Retenons simplement qu'il faut, autant dans l'esprit que dans les faits, que l'essentiel des conditions suivantes soit simultanément réuni : liberté pour les membres de quitter le groupe, volonté de recrutement et de formation, règles internes écrites, enfin gouvernement de type parlementaire. De là naît une sorte d'ingéniérie sociale, intelligible dans tous les pays et toutes les cultures, qui façonne des types de comportement que l'on retrouve sous toutes les latitudes.
Voisine des conseils de ville ou de canton, des assemblées de paroisse ou de métiers, ayant aussi quelques traits communs avec les sectes, l'association s'en distingue par la nature de son objet social, qui rassemble sans obliger, et qui donne naissance à un être collectif nouveau, autonome, que les adhérents ont à cœur de porter et de faire fructifier indivis.
Pourquoi dès lors y-a-t-il eu des périodes successives, bien distinctes, dans la vie associative ? C'est que l'ingéniérie sociale de l'association se nourrit de la technologie ambiante et de son économie. Lorsque les techniques nécessaires à son fonctionnement font place à de nouvelles générations accessibles à un coût raisonnable, il peut s'ensuivre que les conditions d'exercice de la vie associative changent du tout au tout, et que l'association elle-même change profondément de nature.

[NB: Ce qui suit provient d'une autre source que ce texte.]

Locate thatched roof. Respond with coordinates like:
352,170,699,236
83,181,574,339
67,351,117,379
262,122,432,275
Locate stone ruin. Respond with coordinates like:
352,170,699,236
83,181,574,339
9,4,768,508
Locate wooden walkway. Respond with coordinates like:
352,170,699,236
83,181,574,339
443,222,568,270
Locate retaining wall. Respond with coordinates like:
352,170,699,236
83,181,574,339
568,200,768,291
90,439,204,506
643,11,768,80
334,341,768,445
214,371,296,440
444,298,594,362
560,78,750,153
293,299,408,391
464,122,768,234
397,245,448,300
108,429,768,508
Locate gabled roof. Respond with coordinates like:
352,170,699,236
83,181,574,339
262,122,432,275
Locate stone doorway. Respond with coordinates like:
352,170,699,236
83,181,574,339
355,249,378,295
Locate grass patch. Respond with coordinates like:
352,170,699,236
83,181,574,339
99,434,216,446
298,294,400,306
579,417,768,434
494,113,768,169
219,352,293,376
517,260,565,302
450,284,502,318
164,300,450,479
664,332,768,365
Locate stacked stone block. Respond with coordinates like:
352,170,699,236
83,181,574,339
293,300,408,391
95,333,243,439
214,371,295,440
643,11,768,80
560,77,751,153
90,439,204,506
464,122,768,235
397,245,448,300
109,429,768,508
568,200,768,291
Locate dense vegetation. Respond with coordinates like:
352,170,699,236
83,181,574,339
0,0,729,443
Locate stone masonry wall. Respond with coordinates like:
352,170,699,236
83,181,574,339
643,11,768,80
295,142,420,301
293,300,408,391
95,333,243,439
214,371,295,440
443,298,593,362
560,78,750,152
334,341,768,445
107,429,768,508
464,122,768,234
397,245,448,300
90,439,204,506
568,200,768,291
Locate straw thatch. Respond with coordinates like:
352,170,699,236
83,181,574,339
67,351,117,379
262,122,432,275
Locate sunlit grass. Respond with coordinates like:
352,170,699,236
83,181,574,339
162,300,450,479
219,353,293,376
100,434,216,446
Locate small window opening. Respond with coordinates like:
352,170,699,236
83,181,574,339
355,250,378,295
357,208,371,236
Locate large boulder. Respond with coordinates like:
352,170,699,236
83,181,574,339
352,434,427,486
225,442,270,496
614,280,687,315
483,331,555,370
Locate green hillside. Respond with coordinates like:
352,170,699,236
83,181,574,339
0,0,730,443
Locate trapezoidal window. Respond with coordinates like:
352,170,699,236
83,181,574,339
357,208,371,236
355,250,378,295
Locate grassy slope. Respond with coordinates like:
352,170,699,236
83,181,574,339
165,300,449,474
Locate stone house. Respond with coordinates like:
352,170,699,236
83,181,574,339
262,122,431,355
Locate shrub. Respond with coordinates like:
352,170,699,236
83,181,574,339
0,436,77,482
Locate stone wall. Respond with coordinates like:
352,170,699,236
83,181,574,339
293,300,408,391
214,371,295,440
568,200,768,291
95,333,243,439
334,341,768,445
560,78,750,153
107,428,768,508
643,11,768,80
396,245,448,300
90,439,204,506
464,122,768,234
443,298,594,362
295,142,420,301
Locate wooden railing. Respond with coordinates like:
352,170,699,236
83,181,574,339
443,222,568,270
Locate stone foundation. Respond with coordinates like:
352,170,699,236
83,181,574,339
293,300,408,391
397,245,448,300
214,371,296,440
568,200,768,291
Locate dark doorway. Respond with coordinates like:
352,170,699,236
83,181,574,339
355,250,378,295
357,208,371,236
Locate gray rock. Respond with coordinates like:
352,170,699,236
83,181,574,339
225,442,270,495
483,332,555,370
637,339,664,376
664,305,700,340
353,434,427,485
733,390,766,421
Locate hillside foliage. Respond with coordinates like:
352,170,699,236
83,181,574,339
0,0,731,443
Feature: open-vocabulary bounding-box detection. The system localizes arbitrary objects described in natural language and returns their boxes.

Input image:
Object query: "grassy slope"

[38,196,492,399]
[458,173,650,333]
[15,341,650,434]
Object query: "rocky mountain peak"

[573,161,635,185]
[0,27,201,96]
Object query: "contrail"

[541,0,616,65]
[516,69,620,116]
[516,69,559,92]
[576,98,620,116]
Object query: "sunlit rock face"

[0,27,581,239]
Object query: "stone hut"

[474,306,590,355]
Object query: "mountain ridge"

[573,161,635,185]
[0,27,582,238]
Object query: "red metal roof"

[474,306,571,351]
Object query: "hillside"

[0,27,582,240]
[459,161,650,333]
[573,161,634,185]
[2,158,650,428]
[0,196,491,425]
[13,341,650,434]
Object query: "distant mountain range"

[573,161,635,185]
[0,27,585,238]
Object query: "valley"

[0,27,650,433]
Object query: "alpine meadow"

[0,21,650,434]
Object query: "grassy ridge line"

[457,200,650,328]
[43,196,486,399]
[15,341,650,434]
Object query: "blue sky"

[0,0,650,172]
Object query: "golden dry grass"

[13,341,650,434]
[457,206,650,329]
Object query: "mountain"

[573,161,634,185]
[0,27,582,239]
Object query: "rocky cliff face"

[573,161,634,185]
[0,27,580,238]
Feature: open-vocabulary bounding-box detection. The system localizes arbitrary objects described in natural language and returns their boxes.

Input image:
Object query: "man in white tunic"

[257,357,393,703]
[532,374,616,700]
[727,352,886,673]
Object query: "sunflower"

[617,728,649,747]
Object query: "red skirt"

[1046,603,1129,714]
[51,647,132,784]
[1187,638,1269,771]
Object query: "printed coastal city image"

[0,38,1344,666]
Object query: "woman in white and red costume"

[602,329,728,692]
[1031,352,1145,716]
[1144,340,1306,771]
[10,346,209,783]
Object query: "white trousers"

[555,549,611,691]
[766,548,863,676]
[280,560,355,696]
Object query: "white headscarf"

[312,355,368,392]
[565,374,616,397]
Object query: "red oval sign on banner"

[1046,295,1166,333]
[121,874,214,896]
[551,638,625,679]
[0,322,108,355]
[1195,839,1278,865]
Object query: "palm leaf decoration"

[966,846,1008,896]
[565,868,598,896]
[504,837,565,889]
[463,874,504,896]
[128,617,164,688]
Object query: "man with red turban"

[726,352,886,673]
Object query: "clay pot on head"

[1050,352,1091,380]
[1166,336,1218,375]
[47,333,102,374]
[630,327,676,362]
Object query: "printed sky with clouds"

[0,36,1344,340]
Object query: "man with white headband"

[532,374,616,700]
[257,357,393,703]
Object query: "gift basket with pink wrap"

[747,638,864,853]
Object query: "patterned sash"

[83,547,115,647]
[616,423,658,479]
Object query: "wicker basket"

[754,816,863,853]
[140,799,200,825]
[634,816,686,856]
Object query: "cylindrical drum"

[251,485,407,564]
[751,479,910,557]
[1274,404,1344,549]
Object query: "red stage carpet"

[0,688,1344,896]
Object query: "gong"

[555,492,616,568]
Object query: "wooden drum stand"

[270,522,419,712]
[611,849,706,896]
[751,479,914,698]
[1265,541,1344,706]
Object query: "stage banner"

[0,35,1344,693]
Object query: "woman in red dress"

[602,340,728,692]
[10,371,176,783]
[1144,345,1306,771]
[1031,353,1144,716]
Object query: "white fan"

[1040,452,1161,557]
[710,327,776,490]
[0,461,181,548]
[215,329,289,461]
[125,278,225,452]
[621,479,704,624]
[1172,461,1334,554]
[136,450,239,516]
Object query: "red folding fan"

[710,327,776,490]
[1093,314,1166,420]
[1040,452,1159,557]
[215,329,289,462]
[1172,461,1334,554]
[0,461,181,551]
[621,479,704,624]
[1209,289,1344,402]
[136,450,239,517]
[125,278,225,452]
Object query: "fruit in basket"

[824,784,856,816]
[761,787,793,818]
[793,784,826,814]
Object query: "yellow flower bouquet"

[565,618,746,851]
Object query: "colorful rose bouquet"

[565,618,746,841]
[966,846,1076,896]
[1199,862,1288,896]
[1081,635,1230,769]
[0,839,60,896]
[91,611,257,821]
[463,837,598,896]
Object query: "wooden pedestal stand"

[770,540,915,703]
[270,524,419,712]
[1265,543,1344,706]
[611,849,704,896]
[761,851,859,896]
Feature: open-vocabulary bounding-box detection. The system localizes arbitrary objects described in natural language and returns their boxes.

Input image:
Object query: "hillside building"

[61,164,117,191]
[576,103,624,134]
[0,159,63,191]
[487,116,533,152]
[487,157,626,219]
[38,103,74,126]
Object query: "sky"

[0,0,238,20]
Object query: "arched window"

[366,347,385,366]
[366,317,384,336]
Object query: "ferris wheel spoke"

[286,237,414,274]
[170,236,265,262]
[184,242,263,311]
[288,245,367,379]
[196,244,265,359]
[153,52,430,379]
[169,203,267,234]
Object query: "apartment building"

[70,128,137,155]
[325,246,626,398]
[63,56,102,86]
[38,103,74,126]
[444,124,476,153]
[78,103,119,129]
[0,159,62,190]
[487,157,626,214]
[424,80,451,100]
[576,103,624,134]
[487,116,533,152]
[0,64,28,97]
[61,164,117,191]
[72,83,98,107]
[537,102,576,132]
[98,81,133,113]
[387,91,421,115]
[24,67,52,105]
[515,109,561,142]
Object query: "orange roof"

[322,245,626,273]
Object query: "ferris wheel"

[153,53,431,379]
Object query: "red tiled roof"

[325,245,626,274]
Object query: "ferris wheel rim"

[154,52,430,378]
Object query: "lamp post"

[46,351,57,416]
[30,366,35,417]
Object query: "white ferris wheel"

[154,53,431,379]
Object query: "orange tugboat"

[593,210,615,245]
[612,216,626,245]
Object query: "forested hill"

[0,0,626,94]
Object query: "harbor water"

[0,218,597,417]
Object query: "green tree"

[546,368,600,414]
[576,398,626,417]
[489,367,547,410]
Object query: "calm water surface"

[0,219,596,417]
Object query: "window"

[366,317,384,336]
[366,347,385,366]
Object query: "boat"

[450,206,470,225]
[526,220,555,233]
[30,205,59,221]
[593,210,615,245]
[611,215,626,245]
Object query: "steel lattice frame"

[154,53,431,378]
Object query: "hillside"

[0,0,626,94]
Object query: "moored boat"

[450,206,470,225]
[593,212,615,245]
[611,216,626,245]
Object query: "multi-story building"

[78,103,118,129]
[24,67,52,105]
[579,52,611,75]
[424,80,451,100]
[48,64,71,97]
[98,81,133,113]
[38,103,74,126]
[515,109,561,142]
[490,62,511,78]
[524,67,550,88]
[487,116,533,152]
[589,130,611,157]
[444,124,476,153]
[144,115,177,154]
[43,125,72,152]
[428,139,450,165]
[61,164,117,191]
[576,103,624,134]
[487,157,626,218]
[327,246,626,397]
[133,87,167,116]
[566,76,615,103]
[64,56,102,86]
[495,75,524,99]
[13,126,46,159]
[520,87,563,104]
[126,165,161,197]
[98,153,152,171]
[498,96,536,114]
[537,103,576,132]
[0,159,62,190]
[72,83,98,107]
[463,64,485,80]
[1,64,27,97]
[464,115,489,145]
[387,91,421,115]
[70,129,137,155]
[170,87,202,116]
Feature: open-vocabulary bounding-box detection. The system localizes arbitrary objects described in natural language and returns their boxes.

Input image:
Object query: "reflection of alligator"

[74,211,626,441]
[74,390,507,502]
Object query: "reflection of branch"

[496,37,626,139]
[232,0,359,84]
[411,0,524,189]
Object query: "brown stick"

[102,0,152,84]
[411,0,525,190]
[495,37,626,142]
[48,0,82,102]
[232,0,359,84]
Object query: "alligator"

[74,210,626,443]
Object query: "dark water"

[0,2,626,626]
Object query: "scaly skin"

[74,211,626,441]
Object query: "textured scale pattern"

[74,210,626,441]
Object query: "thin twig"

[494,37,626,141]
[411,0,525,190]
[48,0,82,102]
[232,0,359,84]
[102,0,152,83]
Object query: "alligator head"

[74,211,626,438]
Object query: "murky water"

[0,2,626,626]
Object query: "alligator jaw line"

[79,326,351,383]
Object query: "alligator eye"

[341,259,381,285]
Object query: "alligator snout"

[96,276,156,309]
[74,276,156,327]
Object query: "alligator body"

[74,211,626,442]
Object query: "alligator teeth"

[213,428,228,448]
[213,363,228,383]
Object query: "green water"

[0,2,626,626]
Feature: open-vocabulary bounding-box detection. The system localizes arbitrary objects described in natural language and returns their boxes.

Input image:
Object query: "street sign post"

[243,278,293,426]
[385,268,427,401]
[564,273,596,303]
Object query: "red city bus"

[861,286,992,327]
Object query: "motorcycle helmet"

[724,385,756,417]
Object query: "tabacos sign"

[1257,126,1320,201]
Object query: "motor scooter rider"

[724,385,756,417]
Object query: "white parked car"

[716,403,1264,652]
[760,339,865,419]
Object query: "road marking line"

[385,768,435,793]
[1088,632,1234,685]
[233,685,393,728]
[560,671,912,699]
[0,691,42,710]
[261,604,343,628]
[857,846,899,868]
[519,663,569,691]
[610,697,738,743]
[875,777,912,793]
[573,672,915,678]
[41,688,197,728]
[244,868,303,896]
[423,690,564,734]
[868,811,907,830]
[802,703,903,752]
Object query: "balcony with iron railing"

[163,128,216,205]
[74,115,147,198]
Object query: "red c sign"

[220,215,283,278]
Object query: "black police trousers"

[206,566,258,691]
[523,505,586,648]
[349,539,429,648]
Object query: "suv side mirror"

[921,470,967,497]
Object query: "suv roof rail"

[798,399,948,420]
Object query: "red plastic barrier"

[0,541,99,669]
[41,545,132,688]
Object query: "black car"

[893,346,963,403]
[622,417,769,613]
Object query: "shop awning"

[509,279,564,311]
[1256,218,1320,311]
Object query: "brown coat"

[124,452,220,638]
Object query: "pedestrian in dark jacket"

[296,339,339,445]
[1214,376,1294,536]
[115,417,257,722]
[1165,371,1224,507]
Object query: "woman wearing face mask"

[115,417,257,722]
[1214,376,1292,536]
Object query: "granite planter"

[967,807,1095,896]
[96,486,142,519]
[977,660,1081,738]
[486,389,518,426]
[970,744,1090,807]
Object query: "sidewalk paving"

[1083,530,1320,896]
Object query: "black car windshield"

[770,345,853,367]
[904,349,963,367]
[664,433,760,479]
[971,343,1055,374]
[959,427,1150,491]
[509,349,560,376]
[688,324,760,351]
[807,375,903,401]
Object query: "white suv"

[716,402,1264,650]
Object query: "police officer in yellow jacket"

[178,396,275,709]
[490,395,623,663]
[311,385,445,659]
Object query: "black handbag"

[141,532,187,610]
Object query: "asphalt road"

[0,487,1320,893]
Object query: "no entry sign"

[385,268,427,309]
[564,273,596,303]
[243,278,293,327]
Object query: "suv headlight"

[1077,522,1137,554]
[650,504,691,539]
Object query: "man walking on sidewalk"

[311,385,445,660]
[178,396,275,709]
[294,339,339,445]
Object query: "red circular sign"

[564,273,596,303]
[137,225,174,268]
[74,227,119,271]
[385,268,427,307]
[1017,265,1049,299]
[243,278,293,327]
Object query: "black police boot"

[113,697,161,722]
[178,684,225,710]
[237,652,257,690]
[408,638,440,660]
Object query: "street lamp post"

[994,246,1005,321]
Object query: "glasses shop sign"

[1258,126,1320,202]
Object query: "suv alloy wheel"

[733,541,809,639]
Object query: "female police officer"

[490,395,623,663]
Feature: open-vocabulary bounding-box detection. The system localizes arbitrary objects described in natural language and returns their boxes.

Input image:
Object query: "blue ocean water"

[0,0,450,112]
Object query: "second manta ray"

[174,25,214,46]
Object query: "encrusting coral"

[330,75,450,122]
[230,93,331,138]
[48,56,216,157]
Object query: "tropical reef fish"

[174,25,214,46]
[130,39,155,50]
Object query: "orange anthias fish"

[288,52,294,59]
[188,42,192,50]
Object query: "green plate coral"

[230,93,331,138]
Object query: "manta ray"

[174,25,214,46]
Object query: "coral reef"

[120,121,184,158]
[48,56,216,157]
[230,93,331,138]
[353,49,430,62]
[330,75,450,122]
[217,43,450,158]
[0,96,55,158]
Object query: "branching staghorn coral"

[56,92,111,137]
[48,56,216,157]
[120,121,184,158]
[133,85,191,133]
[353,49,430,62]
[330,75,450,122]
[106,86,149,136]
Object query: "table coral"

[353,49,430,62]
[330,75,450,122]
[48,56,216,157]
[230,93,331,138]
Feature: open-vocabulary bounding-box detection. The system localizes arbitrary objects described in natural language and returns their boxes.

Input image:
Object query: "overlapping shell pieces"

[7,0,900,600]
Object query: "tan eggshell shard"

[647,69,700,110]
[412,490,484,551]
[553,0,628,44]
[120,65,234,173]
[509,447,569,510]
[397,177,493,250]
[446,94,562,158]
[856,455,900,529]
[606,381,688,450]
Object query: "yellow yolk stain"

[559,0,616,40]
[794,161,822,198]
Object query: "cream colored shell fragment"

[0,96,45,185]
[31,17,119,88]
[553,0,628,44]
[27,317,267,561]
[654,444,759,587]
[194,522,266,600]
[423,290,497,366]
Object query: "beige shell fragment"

Revenons aux origines, qu'on ne cherchera pas à dater davantage ; certains les situent à la Réforme, d'autres remontent plus loin encore. Toujours est-il qu'au 18ème siècle, la France est couverte de sociétés savantes et de sociétés de pensée. On a coutume de dire que la loi Le Chapelier et la police de Fouché ont brutalement interrompu ce processus, si bien qu'un demi-siècle plus tard Toqueville décrira la France, comparée en cela à l'Amérique, comme un désert associatif. J'aimerais disposer d'éléments quantitatifs pour discuter de cette hypothèse ; je suis enclin à croire que l'on fait une trop belle part à l'influence du jacobinisme et que le reflux de l'association en Europe n'a duré que le temps des guerres napoléoniennes et de la grave crise économique qui les a suivies. Les mouvements de 1848, sensibles à travers tout le continent, révèlent au contraire une renaissance vigoureuse et omniprésente du fait associatif.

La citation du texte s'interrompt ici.